Research done by the Atacama Cosmology Telescope (ACT) project produced the clearest and most accurate images of the universe’s infancy. For more than 10 years, Stony Brook University has been dedicated to researching such findings. Neelima Sehgal, an cosmologist and associate professor in the Department of Physics and Astronomy, is a key member of the ACT collaboration. Sehgal explained the inner workings of the ACT during her overview of the work done to unveil the images of the universe’s infancy.
“The [ACT] collaboration is a team of 160 people spanning 65 institutions, and is led out of Princeton [University] and the University of Pennsylvania,” Seghal said.
The ACT is located in the Atacama Desert, Chile, and has been collecting data for nearly 20 years. She said the telescope has been collecting microwave light data for the entirety of those years and is now off the mountain.
The images captured took place 380,000 years after the Big Bang occurred and are composed of the cosmic microwave background. According to the Big Bang Theory, the universe began with an infinitely small, hot and dense point, which rapidly expanded. The cosmic microwave background is the radiation from the aftermath of the Big Bang, otherwise known as the start of the universe.
“Throughout that process, we’ve had many data releases,” Seghal explained. She noted how she and her team have recently completed their final extensive data release.
Seghal said that these images became more precise as light was collected over time. She also noted that the ACT collaboration has been improving the telescope’s quality, contributing to the enhanced clarity of these images.
Seghal then explained how these images help detect what the earliest stages of the universe looked like.
“We’re getting a photograph of the universe from 380,000 years before the Big Bang because photons have traveled almost 14 billion years without hitting anything to come to us in our telescopes,” she said.
She said the light (cosmic microwave background) is considered a “baby picture” of the universe 380,000 years after the beginning of its formation.“We can’t see farther back than that because those photons never made it to us,” Seghal said. Photons represent the entire spectrum of electromagnetic radiation and are the smallest particles of light, which is why Seghal said, “it’s the oldest light in the universe.”
Suzanne Staggs, the director of ACT and the Henry DeWolf Smyth Professor of Physics at Princeton University, described the discovery as a way of identifying the earliest stars and galaxies.
“We’re not just seeing light and dark, we’re seeing the polarization of light in high resolution.

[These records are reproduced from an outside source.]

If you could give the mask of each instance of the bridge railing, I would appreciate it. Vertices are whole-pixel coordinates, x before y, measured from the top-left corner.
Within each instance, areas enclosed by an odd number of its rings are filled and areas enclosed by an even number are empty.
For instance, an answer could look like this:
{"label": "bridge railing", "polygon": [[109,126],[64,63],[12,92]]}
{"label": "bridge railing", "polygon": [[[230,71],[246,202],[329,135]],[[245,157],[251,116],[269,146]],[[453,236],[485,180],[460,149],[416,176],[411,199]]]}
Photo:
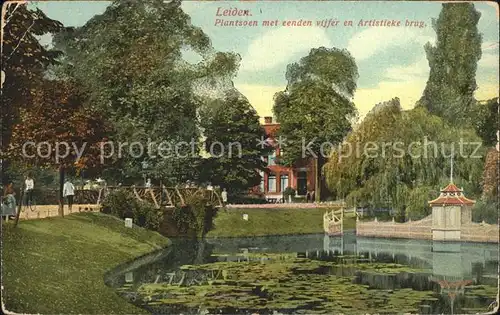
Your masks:
{"label": "bridge railing", "polygon": [[125,189],[133,193],[140,201],[148,201],[157,208],[175,207],[185,205],[187,200],[198,196],[206,199],[216,207],[222,206],[222,199],[216,190],[207,190],[199,187],[145,187],[145,186],[107,186],[99,191],[97,203],[101,203],[104,198],[114,190]]}
{"label": "bridge railing", "polygon": [[[222,199],[216,190],[198,187],[105,186],[92,189],[75,189],[73,202],[74,204],[100,205],[107,195],[118,189],[127,190],[138,200],[151,202],[157,208],[184,205],[193,196],[201,196],[217,207],[222,206]],[[37,205],[57,205],[59,203],[59,190],[36,189],[34,200]]]}
{"label": "bridge railing", "polygon": [[344,208],[327,211],[323,215],[323,229],[329,235],[343,234]]}

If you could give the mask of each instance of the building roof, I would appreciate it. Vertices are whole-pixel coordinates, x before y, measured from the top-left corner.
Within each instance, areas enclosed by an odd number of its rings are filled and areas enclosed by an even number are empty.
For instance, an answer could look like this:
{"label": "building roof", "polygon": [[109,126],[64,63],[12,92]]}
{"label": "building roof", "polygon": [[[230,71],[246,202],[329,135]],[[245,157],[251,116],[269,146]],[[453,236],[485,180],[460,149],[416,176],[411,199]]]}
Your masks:
{"label": "building roof", "polygon": [[448,186],[441,189],[441,192],[462,192],[462,190],[455,186],[455,184],[449,183]]}
{"label": "building roof", "polygon": [[474,203],[476,202],[466,198],[463,190],[459,189],[453,183],[441,189],[441,195],[438,198],[429,201],[431,206],[470,206]]}
{"label": "building roof", "polygon": [[280,129],[280,124],[278,123],[264,124],[262,125],[262,127],[264,127],[264,130],[268,137],[274,137],[276,135],[276,132],[278,132],[278,130]]}

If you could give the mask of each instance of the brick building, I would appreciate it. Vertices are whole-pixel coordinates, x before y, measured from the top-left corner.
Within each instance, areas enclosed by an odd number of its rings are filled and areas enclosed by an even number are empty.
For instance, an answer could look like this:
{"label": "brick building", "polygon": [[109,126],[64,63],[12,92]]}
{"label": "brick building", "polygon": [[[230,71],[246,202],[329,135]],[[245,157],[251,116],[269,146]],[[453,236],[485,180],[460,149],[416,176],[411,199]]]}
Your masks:
{"label": "brick building", "polygon": [[[270,143],[276,137],[280,124],[273,122],[272,117],[264,117],[264,130]],[[285,148],[286,149],[286,145]],[[279,198],[287,187],[292,187],[297,192],[298,197],[305,197],[307,191],[314,190],[315,187],[315,162],[312,159],[298,161],[293,167],[285,167],[277,163],[279,157],[286,154],[283,148],[276,144],[275,150],[267,157],[263,157],[267,162],[267,171],[262,172],[262,181],[259,191],[268,199]]]}

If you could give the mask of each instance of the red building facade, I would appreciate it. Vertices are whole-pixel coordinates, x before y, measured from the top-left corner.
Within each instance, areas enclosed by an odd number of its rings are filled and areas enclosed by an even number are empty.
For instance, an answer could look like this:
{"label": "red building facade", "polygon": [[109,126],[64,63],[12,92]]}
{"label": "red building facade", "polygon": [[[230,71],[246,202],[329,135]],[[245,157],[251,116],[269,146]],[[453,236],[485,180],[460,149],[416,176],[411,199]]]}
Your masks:
{"label": "red building facade", "polygon": [[[273,143],[280,124],[273,122],[272,117],[264,117],[264,130],[269,143]],[[312,159],[298,161],[293,167],[279,165],[278,160],[285,150],[275,145],[272,154],[264,157],[267,162],[266,172],[261,173],[262,181],[259,191],[266,198],[279,198],[287,187],[295,189],[297,196],[304,196],[315,187],[315,163]]]}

That is a defining factor distinguishing ACT from ‘Planck,’ which was Europe’s first missions to study cosmic microwave background, and other earlier telescopes,” Staggs said.
In the press release, Jo Dunkley, the ACT analysis leader and the Joseph Henry Professor of Physics and Astrophysical Sciences at Princeton University, said, “By looking back to that time when things were much simpler, we can piece together the story of how our universe evolved to the rich and complex place we find ourselves in today.”

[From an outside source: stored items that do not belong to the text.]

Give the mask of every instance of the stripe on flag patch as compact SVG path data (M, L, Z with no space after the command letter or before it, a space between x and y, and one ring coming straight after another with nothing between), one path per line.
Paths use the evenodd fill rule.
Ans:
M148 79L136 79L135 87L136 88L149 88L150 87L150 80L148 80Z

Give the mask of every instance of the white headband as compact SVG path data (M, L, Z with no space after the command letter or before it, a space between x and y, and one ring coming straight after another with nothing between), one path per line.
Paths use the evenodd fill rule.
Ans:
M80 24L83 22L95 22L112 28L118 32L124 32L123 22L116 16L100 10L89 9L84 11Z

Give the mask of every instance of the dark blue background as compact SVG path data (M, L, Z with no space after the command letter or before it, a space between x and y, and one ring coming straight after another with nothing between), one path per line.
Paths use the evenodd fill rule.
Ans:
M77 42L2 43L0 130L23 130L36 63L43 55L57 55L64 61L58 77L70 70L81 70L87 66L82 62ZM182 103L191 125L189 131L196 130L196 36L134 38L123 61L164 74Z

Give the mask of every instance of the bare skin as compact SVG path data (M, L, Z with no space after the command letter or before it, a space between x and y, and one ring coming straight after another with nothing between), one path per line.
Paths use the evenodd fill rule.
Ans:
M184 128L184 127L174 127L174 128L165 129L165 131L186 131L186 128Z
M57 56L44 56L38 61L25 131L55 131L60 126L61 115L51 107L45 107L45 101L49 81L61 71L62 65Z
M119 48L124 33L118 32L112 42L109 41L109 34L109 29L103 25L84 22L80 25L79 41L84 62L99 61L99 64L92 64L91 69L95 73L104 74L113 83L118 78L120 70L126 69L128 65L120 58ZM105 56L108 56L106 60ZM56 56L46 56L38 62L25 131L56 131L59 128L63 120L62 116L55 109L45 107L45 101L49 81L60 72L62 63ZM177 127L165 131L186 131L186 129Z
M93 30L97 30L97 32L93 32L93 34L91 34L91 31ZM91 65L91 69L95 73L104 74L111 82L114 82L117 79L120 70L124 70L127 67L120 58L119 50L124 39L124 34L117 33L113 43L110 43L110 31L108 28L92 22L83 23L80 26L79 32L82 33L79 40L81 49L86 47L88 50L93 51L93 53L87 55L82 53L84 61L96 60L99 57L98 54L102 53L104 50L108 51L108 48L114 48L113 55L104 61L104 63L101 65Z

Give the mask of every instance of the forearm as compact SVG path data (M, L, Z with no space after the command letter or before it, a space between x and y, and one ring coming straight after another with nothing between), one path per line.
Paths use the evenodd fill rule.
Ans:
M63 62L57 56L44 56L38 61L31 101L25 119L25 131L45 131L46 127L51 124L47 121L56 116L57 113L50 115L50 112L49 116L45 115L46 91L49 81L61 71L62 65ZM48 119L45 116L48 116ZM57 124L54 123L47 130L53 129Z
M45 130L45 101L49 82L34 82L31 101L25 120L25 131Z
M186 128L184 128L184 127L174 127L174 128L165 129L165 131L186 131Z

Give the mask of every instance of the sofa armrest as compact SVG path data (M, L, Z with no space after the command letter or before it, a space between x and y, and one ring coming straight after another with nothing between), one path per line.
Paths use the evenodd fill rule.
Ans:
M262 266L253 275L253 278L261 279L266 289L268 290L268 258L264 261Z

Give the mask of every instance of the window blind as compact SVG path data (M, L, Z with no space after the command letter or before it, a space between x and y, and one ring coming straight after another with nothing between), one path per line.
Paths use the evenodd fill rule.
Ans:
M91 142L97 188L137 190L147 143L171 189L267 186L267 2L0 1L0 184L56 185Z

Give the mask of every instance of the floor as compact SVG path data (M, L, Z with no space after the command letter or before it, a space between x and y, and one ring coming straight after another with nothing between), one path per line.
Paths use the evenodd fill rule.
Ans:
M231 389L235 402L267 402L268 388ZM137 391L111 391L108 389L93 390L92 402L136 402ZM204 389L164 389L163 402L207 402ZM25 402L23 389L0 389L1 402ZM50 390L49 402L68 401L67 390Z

Seghal and her team at Stony Brook have focused on the analysis of data collected by the telescope. She explained the most challenging part of this task for her and her team has been analyzing systematic effects that have developed as a result of the increased precision of the telescope.

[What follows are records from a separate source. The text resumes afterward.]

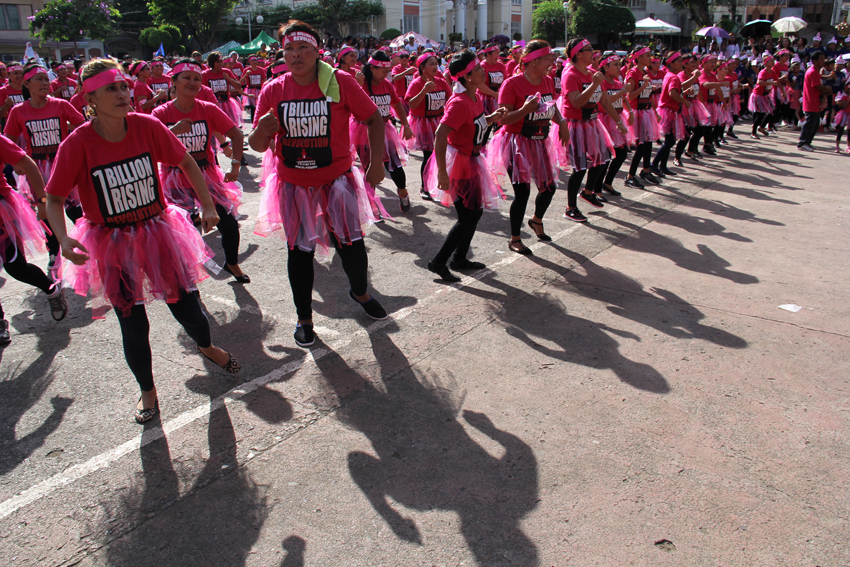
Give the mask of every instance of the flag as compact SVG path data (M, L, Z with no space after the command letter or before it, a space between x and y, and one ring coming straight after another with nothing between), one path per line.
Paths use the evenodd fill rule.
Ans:
M159 49L153 54L154 57L165 57L165 48L162 46L162 42L159 44Z

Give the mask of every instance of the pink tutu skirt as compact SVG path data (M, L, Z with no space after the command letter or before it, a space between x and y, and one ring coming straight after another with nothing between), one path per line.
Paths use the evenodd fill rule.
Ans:
M44 179L44 184L47 185L47 182L50 180L50 173L53 171L53 160L52 159L37 159L35 161L35 165L38 167L38 170L41 172L41 177ZM15 178L17 180L18 191L25 195L27 199L31 203L35 202L35 198L32 195L32 189L30 189L29 180L27 180L26 175L18 175L15 174ZM68 194L68 198L65 199L66 207L76 207L80 204L80 192L74 187L71 189L71 192Z
M237 127L242 126L242 105L236 100L236 97L230 96L227 97L227 100L219 100L218 107L224 111L224 113L233 120L233 123L236 124Z
M256 87L248 87L245 89L245 106L256 106L257 98L260 96L260 89Z
M496 109L499 107L499 102L495 98L492 96L481 95L481 99L481 102L484 104L484 114L490 115L496 112Z
M470 156L457 151L454 146L446 147L446 173L449 174L449 190L439 188L437 160L432 154L425 164L425 187L434 198L447 207L458 199L467 209L496 209L505 194L493 174L493 167L483 155Z
M658 117L655 110L633 110L635 122L629 128L638 144L654 142L661 138L661 128L658 126Z
M685 120L682 118L681 112L669 108L659 108L658 113L661 115L659 126L665 135L673 134L677 140L684 140L688 137L685 130Z
M803 91L788 87L788 106L793 110L800 108L800 98L803 96Z
M274 144L269 146L265 152L263 152L263 161L260 163L260 187L266 186L266 179L269 178L270 175L277 171L277 160L274 155Z
M850 108L845 108L844 110L839 110L835 113L835 123L833 124L836 128L847 128L850 127Z
M372 159L369 149L369 127L363 122L351 120L348 123L348 135L357 157L360 158L360 164L366 169ZM401 141L398 130L395 129L392 122L384 122L383 161L387 164L387 171L404 167L407 165L408 159L410 159L410 154L407 152L407 146Z
M157 216L120 228L83 217L70 237L89 252L77 266L65 262L64 285L94 296L92 318L103 319L107 303L128 315L134 305L153 299L173 303L197 289L213 257L185 211L169 205Z
M213 203L221 205L234 217L239 216L239 205L242 204L242 185L228 183L217 165L201 167L201 173L210 189ZM165 198L186 212L192 213L201 208L201 202L192 188L192 184L183 175L179 167L163 167L160 173L160 183Z
M711 118L708 109L698 98L688 99L691 101L690 108L682 107L682 120L685 121L685 126L696 128L708 122Z
M773 98L766 95L753 94L750 96L750 104L747 106L750 112L762 112L764 114L773 114L776 106L773 104Z
M724 108L722 105L717 105L717 125L718 126L732 126L735 124L735 119L732 117L732 111L729 110L727 106Z
M709 102L705 105L705 108L708 110L708 120L706 120L705 126L720 126L723 124L723 113L718 103Z
M729 111L735 116L741 114L741 95L732 95L732 99L729 101Z
M440 118L442 118L442 114L431 118L411 116L410 129L413 130L413 139L407 142L407 147L411 150L433 152L434 133L437 131L437 126L440 125Z
M623 111L620 114L620 118L622 118L623 123L628 127L629 125L629 113ZM632 133L632 129L628 128L628 132L626 135L620 134L620 131L617 130L617 123L608 116L607 112L602 112L599 114L599 120L602 121L602 125L605 126L605 130L608 132L608 135L611 137L611 143L614 144L615 148L622 148L625 146L633 146L635 144L635 135Z
M15 253L6 257L6 249L14 244ZM0 196L0 268L20 253L35 256L44 252L44 229L29 201L14 189Z
M557 129L552 124L550 132ZM547 136L545 140L531 140L500 128L487 146L487 159L495 173L508 177L511 183L533 181L540 191L554 190L558 180L556 139Z
M573 171L581 171L602 165L611 159L614 144L611 142L608 130L598 119L568 118L567 125L570 129L570 143L566 148L563 146L558 148L561 169L566 169L569 164Z
M788 93L785 92L785 89L781 85L773 89L773 97L776 101L776 104L788 103Z
M287 183L275 172L266 179L254 234L281 236L290 249L316 250L325 260L333 250L331 238L351 244L376 220L357 167L318 187Z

“Over the past 20 years, we’ve been collecting more light, and all our error bars have been getting smaller and smaller. So every systematic effect could be an instrumental effect that could be biasing our results, or some kind of other signal in the sky that’s not the cosmic microwave background,” Seghal said.
She then mentioned emissions in the sky that may interfere with identifying cosmic microwave background.
“All of these things we’ve had to deal with more and more carefully to make sure that they’re not messing up the actual ‘baby picture’ image that we’re trying to get at,” Seghal stressed.
To overcome this challenge, Seghal and her team utilized a variety of research methods. She explained how they split up the data collected, as well as conducted null tests, which test for systematics (abnormal signaling that interferes with data).
She and her team also conducted blind analyses to overcome obstacles. “We don’t look at the final results, but we do all of these systematic checks, looking at differences, trying not to look at the actual signal [measurable light of the radiation], but just differences in the signal to check for systematic effects,” Seghal stated.
Seghal shared her amazement at how the research of these images has impacted students at Stony Brook, as well as the entirety of the Department of Physics and Astronomy.
“It’s just been amazing to see how much the field has progressed so fast over this arc of 20 years, and to know that there’s still so much more to come,” Seghal said. “It’s been pretty amazing to see the trajectory of the students that have grown up, myself included, starting as graduate students, but then even seeing my own students.”